The other side of the coin, of course, is that all the production of  a maker/creator can now be ID’d and logged. So even where there is a poor, non-valuable period of production – with the classic example being a bad year for fine wines – that information can form part of the ledger, giving the wine a permanently `marked card’.

But it is clear that, from here on in, the idea has real merit, especially when it comes the associate issues of insurance. And the fundamental model of creating and keeping secure, movable data that can only be updated by those known to be party to the creation or ownership of an item, and where the perpetrator of any fraud can be identified, is likely to have many other applications.

According to Luke Sully, Associate Partner, Blockchain Security Services Lead at IBM, there is still work to be done, not so much on security per se, but on the surrounding management and planning of transactions. For example, there are still some management issues to be borne in mind such as using encryption, especially when it comes to using different crypto-sovereignty standards.

Continuity of transaction, event creation, and transformation between databases are also issues that users need to be aware of, and service providers will need to be able to offer solutions.

Trust me, I’m a journalist – OK, maybe not me

The IBM Blockchain Ecosystem is 'owned’ by Rob Smith, IBM’s worldwide Blockchain Garage owner. The Hyperledger architecture IBM is working with consists of a network of peer nodes, with each company that is a party to a transaction, or series of transactions, requiring one node so that they can communicate with all the other parties. In practice, Smith likens this to users building a network of networks so that companies can join with several other companies. The key is that these companies need to be consenters:

Essentially, you need to be able to trust all the machines that are the consenters for they get all the transactions that come through the network. They need to be part of your business network somehow, and you need to be able to trust the person that runs them.  You have still got the membership services who say yes you are part of our service, and committers that receive the Blockchain communications and put them on the ledger in the order established by the consenters.

This means that users can then share a private chain or a public chain, where someone can initiate a transaction and direct it to either an individual company or to the whole group that is party to that chain.
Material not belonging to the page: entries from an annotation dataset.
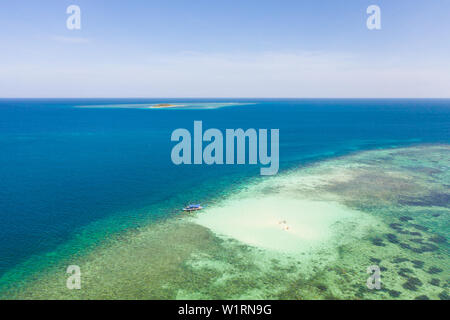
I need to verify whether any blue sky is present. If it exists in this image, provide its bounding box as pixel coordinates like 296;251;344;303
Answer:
0;0;450;97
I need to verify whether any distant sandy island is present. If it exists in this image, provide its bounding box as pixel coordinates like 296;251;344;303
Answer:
150;103;184;109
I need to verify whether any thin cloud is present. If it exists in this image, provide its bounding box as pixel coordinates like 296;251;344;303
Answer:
52;36;91;43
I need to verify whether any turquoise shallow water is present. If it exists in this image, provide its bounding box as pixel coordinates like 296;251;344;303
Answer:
0;99;450;298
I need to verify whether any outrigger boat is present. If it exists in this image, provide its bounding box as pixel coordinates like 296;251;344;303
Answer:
183;204;203;211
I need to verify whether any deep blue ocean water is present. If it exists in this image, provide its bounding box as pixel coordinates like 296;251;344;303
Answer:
0;99;450;276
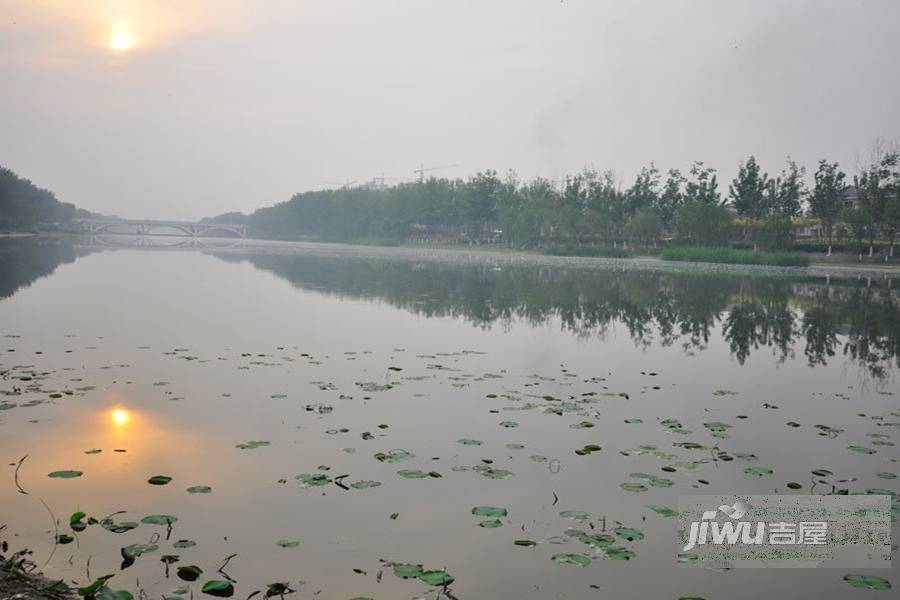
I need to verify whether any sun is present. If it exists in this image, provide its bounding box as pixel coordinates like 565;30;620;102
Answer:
109;408;131;427
109;27;137;52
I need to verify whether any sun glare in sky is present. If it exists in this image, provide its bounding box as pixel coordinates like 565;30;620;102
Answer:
109;23;137;52
109;408;131;427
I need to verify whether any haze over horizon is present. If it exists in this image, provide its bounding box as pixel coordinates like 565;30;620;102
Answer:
0;0;900;220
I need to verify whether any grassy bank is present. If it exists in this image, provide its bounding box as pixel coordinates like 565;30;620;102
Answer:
660;247;809;267
543;244;631;258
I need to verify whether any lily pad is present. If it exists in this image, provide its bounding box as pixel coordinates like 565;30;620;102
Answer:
844;574;891;590
478;519;503;529
350;479;381;490
559;510;591;523
394;563;425;579
175;565;203;581
744;467;775;477
419;571;454;587
472;506;509;517
550;554;591;567
397;469;428;479
202;579;234;598
235;440;272;450
375;448;416;463
615;527;644;542
47;471;84;479
141;515;178;526
294;473;331;487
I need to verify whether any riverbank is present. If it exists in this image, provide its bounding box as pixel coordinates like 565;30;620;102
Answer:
0;552;76;600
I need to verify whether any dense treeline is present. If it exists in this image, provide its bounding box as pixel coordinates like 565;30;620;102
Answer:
241;152;900;253
0;167;90;231
219;254;900;378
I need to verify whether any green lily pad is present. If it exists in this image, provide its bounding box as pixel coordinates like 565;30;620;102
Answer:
375;448;416;463
473;465;515;479
121;544;159;561
141;515;178;526
606;546;635;560
294;473;331;487
844;574;891;590
615;527;644;542
394;563;425;579
235;440;272;450
175;565;203;581
550;554;591;567
478;519;503;529
647;504;678;517
397;469;428;479
47;471;84;479
201;579;234;598
350;479;381;490
472;506;509;517
744;467;775;477
419;571;454;587
559;510;591;523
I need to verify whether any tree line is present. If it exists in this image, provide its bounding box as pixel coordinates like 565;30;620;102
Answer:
0;167;86;231
217;253;900;379
237;151;900;255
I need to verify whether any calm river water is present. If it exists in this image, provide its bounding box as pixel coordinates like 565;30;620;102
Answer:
0;239;900;600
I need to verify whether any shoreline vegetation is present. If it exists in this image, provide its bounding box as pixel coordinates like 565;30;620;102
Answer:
0;144;900;267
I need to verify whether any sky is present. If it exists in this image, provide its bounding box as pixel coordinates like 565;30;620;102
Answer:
0;0;900;220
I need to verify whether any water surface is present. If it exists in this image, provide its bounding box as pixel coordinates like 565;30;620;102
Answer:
0;239;900;599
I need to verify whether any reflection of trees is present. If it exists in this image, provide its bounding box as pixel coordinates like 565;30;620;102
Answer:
223;255;900;377
0;237;89;298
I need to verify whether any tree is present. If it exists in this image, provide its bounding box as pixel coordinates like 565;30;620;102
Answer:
684;161;720;204
841;206;873;254
625;206;662;247
675;202;732;246
625;163;660;216
656;169;685;231
769;158;806;219
884;192;900;258
809;159;847;251
728;155;769;220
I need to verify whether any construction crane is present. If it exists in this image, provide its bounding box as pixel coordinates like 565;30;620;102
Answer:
413;165;459;183
325;179;356;190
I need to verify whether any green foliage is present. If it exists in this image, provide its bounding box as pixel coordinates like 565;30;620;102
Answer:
675;202;732;246
0;167;76;231
759;215;794;250
543;244;631;258
660;246;809;267
809;160;847;243
728;156;769;219
841;207;874;252
625;206;662;247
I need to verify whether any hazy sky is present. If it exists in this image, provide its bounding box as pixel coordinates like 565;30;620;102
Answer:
0;0;900;219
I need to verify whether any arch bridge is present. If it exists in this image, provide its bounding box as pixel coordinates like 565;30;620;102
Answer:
78;219;247;238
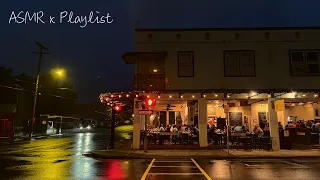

Smith acknowledges that it will be that large enterprises with the established IT resources that figure largely in the early adopters, and is aware that there still work to be done to make Blockchain more available and usable by the SME community. This is particularly important as they are the businesses that can benefit most from the clear-cut management of financial transactions between businesses, especially when they are playing the role of contractor to larger enterprises.

He is also refreshingly honest about what steps need to be taken to speed this process, referring to it as something `we will need to find out’.

We’d obviously like people to run on IBM SoftLayer, everywhere we have SoftLayer available.

My take

It seems that two contradictory terms -  'locked down' and 'flexible' apply to the potential of Blockchain in business. It offers the ability to lock a communications channel down, creating something that is both secure and all-but impossible to defraud, yet flexible enough to be extended/adapted/modified with relative ease if all the participants in a network consent. And as the Everledger application indicates the breadth and scope for potential roles may well be limited only by human ingenuity.